Au deuxième jour du procès AZF à Paris, les avocats de la défense et des parties civiles se sont juridiquement opposés sur la question de la citation au procès de la société Total, propriétaire de Grande Paroisse et d'AZF, et de Thierry Desmarets son ancien PDG. Il sera entendu le 27 avril.
Comme lors des deux premiers procès, en 2009 et 2012, l'ombre du groupe Total a plané sur l'audience du troisième procès AZF, qui se tient depuis mardi à la Cour d'appel de Paris : au deuxième jour du procès, la Cour a examiné la demande de citation directe au procès de Total et de son PDG de l'époque, Thierry Desmarets, déposée par plusieurs parties civiles.
"Marion et Nina avaient 5 ans en 2001 et jouaient dans la cour de leur école, a raconté Maître Simon Cohen, lyrique, quand cette cour a été bombardée. A cet âge, elle savaient dire Total mais ne savaient pas prononcer Grande Paroisse".
On juge des leurres !
Pour l'avocat, l'un de ceux à l'origine de cette citation de Total et de Thierry Desmarets, en jugeant la filiale Grande Paroisse et le directeur de l'usine de Toulouse Serge Biechlin, "on juge des leurres". "L'affaire est marquée du sceau de Total. Si l'on doit se contenter de juger un leurre, on dit aux victimes que le droit n'existe plus parce qu'il se dérobe devant la puissance".

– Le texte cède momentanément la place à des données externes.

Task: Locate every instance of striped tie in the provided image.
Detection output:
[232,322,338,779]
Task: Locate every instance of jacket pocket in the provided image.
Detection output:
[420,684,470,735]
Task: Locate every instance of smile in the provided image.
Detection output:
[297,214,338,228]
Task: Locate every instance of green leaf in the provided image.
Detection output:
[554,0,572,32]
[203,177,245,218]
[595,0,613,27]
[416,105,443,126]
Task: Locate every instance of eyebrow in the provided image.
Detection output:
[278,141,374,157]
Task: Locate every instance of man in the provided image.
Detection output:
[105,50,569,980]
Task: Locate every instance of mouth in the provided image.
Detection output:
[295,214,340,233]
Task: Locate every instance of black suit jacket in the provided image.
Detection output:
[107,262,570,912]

Ce sont des poupées russes !
"Grande Paroisse c'est Total", s'exclame Maître Stella Bisseuil, avocate de l'association des familles endeuillées, qui s'est jointe à cette demande de citation directe. "Ce sont des poupées russes. La question est de savoir à quel étage de la fusée se prenaient les décisions".
"Personne ne comprendra demain comment nous avons pu juger cette affaire à trois reprises, renchérit son confrère Maître Thierry Carrère, avocat de l'association des sinistrés du 21 septembre, en mettant hors de cause l’entité économique qui commande. Chaque fois que l’on soulève une pierre on trouve Total : dans les prises de décisions stratégiques et même dans les crédits retirés ou retenus pour améliorer la sécurité de ses usines, particulièrement celle de Toulouse".

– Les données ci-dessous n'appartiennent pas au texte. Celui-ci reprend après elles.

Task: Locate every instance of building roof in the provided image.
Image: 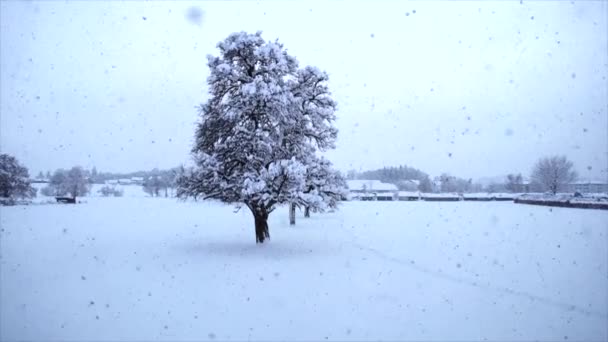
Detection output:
[346,179,398,191]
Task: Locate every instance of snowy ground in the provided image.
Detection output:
[0,196,608,340]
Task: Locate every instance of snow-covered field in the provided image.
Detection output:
[0,192,608,340]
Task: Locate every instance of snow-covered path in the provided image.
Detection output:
[0,197,608,340]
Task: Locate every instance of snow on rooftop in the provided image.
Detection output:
[347,179,398,191]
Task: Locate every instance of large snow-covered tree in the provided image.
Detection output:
[0,154,36,203]
[178,32,337,243]
[530,156,577,194]
[45,166,90,199]
[289,155,348,225]
[304,157,348,217]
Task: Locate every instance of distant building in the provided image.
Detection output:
[131,177,144,185]
[566,181,608,193]
[346,180,398,193]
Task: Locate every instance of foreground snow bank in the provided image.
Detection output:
[0,197,608,340]
[515,194,608,210]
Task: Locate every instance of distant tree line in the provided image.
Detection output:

Une enquête interne menée sur place par Total
Maître Agnès Casero, qui représente plusieurs centaines de parties civiles individuelles, rappelle devant la Cour que les ingénieurs de Total étaient sur place avant les enquêteurs juste après l'explosion et que le groupe Total a mené sa propre enquête, interrogé les témoins.Tous ces avocats rappellent aussi que c'est Total qui a indemnisé les victimes. Une manière de reconnaître sa responsabilité.

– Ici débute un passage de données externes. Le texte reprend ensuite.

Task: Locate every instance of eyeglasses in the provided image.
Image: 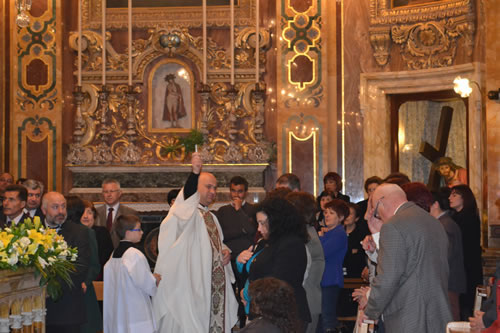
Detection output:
[373,197,384,220]
[102,190,120,194]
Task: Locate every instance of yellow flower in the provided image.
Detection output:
[33,216,41,229]
[0,231,14,248]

Total a acquis Grande Paroisse quelques mois seulement avant l'explosion
Pour l'avocat de Total, Maître Jean Veil, "Total a conscience du drame qu'ont traversé les victimes". Mais il se réfère notamment au principe de l'autorité de la chose jugée estimant que l'instruction n'a pas mis en cause Total et son dirigeant de l'époque et que l'ordonnance de renvoi devant le tribunal correctionnel en 2008 est explicite sur ce sujet. "Total a acquis Grande Paroisse quelques mois seulement avant l'explosion d'AZF et ne peut avoir de responsabilité pénale dans ce dossier". La défense a donc demandé l'irrecevabilité de cette citation directe et une décision, en ce sens, immédiate de la Cour d'appel de Paris.
De son côté le ministère public a dit comprendre la démarche des parties civiles : "Le parquet général s'incline devant cette intention de faire citer Total et son représentant de l'époque. Mais cette intention présente des faiblesses juridiques". Le parquet général demande donc à la cour de "joindre l'incident au fond".